Last week, the lower House of Parliament rejected for a second time the draft Withdrawal Agreement that Prime Minister Theresa May had negotiated with the European Union.
Bercow said lawmakers cannot legitimately vote on the deal again unless the Government makes “substantial” changes.
“Decisions of the House matter, they have weight,” the speaker said. “In many cases, they have direct effects not only here but on the lives of our constituents.”
He cited parliamentary regulations dating back to 1604 in his statement.
“If the Government wishes to bring forward a new proposition that is neither the same nor substantially the same as that disposed of by the House on March 12, this would be entirely in order,” Bercow said.
“What the Government cannot legitimately do is re-submit to the House the same proposition as that of last week which was rejected,” he added.
He continued: “This ruling should not be regarded as my last word on the subject, it is simply aimed to indicate the test which the Government must reach for a third legitimate vote to be held.”
Parliament voted 413-202 last week to instruct May to ask the EU for a delay to the UK’s withdrawal from the European Union beyond March 29.
All 27 other EU member states would need to approve an extension of the UK’s withdrawal under Article 50.

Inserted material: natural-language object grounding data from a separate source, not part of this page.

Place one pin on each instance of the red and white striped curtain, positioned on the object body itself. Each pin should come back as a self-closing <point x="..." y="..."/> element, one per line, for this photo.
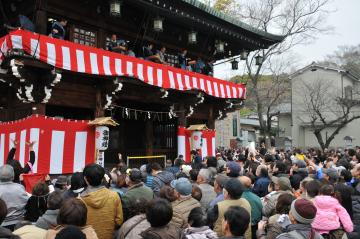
<point x="184" y="143"/>
<point x="63" y="146"/>
<point x="84" y="59"/>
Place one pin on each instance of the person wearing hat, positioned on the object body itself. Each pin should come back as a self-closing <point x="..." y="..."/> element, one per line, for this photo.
<point x="136" y="190"/>
<point x="219" y="184"/>
<point x="185" y="202"/>
<point x="281" y="185"/>
<point x="232" y="197"/>
<point x="302" y="214"/>
<point x="255" y="203"/>
<point x="233" y="169"/>
<point x="14" y="195"/>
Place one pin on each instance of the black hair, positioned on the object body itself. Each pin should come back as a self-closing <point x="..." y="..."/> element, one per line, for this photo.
<point x="238" y="219"/>
<point x="312" y="188"/>
<point x="55" y="200"/>
<point x="159" y="213"/>
<point x="197" y="217"/>
<point x="211" y="162"/>
<point x="94" y="174"/>
<point x="234" y="188"/>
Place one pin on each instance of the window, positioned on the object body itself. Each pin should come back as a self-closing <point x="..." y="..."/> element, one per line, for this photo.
<point x="84" y="36"/>
<point x="234" y="126"/>
<point x="348" y="92"/>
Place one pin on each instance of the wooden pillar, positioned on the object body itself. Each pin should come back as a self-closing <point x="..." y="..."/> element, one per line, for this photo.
<point x="182" y="117"/>
<point x="149" y="137"/>
<point x="211" y="120"/>
<point x="99" y="109"/>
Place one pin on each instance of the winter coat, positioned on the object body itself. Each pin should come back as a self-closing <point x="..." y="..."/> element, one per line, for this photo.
<point x="303" y="230"/>
<point x="133" y="227"/>
<point x="208" y="194"/>
<point x="356" y="217"/>
<point x="181" y="210"/>
<point x="161" y="179"/>
<point x="87" y="230"/>
<point x="35" y="207"/>
<point x="104" y="210"/>
<point x="329" y="215"/>
<point x="48" y="220"/>
<point x="135" y="192"/>
<point x="166" y="232"/>
<point x="200" y="233"/>
<point x="6" y="233"/>
<point x="30" y="232"/>
<point x="15" y="197"/>
<point x="261" y="186"/>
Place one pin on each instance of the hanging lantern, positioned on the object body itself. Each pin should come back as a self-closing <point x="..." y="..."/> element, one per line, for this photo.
<point x="220" y="47"/>
<point x="243" y="55"/>
<point x="158" y="24"/>
<point x="259" y="60"/>
<point x="234" y="65"/>
<point x="115" y="8"/>
<point x="192" y="37"/>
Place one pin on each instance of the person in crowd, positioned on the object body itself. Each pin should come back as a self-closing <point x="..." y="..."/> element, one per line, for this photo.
<point x="207" y="190"/>
<point x="49" y="218"/>
<point x="26" y="230"/>
<point x="61" y="183"/>
<point x="137" y="223"/>
<point x="302" y="214"/>
<point x="298" y="173"/>
<point x="219" y="185"/>
<point x="18" y="169"/>
<point x="5" y="232"/>
<point x="71" y="232"/>
<point x="312" y="189"/>
<point x="14" y="195"/>
<point x="232" y="169"/>
<point x="196" y="192"/>
<point x="116" y="45"/>
<point x="232" y="197"/>
<point x="236" y="223"/>
<point x="330" y="214"/>
<point x="262" y="181"/>
<point x="159" y="213"/>
<point x="104" y="208"/>
<point x="73" y="212"/>
<point x="58" y="29"/>
<point x="175" y="169"/>
<point x="77" y="186"/>
<point x="281" y="185"/>
<point x="136" y="190"/>
<point x="36" y="205"/>
<point x="197" y="226"/>
<point x="184" y="202"/>
<point x="255" y="203"/>
<point x="161" y="178"/>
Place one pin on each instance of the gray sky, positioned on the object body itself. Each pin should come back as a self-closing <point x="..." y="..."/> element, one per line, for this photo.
<point x="346" y="23"/>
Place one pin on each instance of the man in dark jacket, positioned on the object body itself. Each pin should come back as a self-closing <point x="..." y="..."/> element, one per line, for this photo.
<point x="18" y="169"/>
<point x="236" y="221"/>
<point x="161" y="178"/>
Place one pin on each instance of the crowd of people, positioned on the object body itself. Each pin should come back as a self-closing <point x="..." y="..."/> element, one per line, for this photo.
<point x="242" y="193"/>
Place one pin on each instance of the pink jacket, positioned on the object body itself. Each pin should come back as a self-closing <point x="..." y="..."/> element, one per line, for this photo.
<point x="329" y="214"/>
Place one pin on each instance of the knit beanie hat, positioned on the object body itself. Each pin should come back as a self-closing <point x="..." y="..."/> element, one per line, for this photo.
<point x="303" y="211"/>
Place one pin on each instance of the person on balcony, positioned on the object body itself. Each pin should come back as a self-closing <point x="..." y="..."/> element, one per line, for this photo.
<point x="58" y="29"/>
<point x="116" y="45"/>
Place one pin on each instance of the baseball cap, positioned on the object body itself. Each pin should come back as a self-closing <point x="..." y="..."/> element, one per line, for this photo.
<point x="182" y="186"/>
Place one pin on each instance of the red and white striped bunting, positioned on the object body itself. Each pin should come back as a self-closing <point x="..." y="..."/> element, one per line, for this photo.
<point x="84" y="59"/>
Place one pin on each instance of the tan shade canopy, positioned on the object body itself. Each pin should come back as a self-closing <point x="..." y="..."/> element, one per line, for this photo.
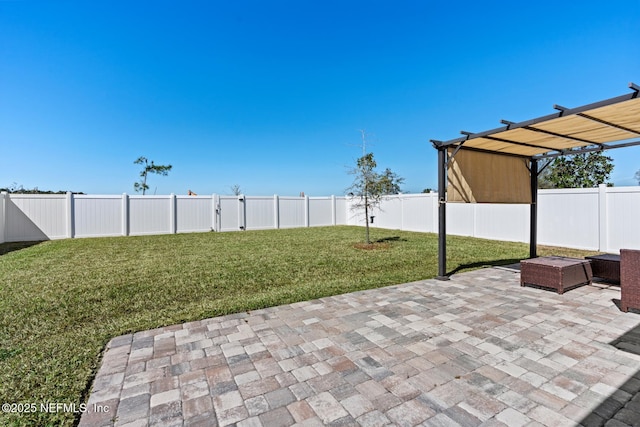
<point x="476" y="177"/>
<point x="593" y="126"/>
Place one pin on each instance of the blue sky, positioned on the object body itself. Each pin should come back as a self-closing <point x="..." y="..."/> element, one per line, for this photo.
<point x="271" y="95"/>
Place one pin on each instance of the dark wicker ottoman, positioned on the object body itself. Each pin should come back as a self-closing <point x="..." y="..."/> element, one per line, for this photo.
<point x="606" y="266"/>
<point x="629" y="279"/>
<point x="557" y="273"/>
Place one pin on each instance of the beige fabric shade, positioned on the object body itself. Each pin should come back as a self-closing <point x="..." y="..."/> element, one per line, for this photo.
<point x="476" y="177"/>
<point x="493" y="166"/>
<point x="501" y="165"/>
<point x="585" y="127"/>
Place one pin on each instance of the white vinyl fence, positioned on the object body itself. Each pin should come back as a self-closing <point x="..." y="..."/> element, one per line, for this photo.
<point x="603" y="219"/>
<point x="32" y="217"/>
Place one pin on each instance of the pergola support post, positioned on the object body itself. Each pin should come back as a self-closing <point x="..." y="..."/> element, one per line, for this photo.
<point x="442" y="214"/>
<point x="533" y="235"/>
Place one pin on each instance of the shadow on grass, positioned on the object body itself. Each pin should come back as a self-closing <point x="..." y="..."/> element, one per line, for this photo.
<point x="5" y="248"/>
<point x="481" y="264"/>
<point x="391" y="239"/>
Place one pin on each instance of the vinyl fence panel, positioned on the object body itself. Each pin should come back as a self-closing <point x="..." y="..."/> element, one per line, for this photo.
<point x="292" y="212"/>
<point x="33" y="217"/>
<point x="341" y="211"/>
<point x="259" y="212"/>
<point x="603" y="218"/>
<point x="623" y="219"/>
<point x="320" y="211"/>
<point x="502" y="222"/>
<point x="230" y="213"/>
<point x="97" y="216"/>
<point x="418" y="212"/>
<point x="150" y="215"/>
<point x="569" y="217"/>
<point x="194" y="214"/>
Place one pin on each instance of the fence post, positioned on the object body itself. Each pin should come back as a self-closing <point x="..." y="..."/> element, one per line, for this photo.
<point x="172" y="214"/>
<point x="125" y="214"/>
<point x="215" y="199"/>
<point x="70" y="215"/>
<point x="3" y="216"/>
<point x="276" y="211"/>
<point x="602" y="218"/>
<point x="333" y="210"/>
<point x="241" y="212"/>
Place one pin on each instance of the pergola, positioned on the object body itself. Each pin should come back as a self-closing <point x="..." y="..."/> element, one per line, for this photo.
<point x="501" y="165"/>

May previously said that Parliament would have one more opportunity to vote on the draft Withdrawal Agreement before the March 21-22 EU summit.
Before approving the motion to ask the EU for more time, the House of Commons voted down an amendment to seek a much longer extension for the purpose of holding a second referendum on Brexit.
The amendment failed 334-85, as members of the main opposition Labour Party withheld support on the instructions of party leader Jeremy Corbyn, who said that while he supports giving voters another chance to express an opinion on Brexit, now was not the appropriate time to decide the matter.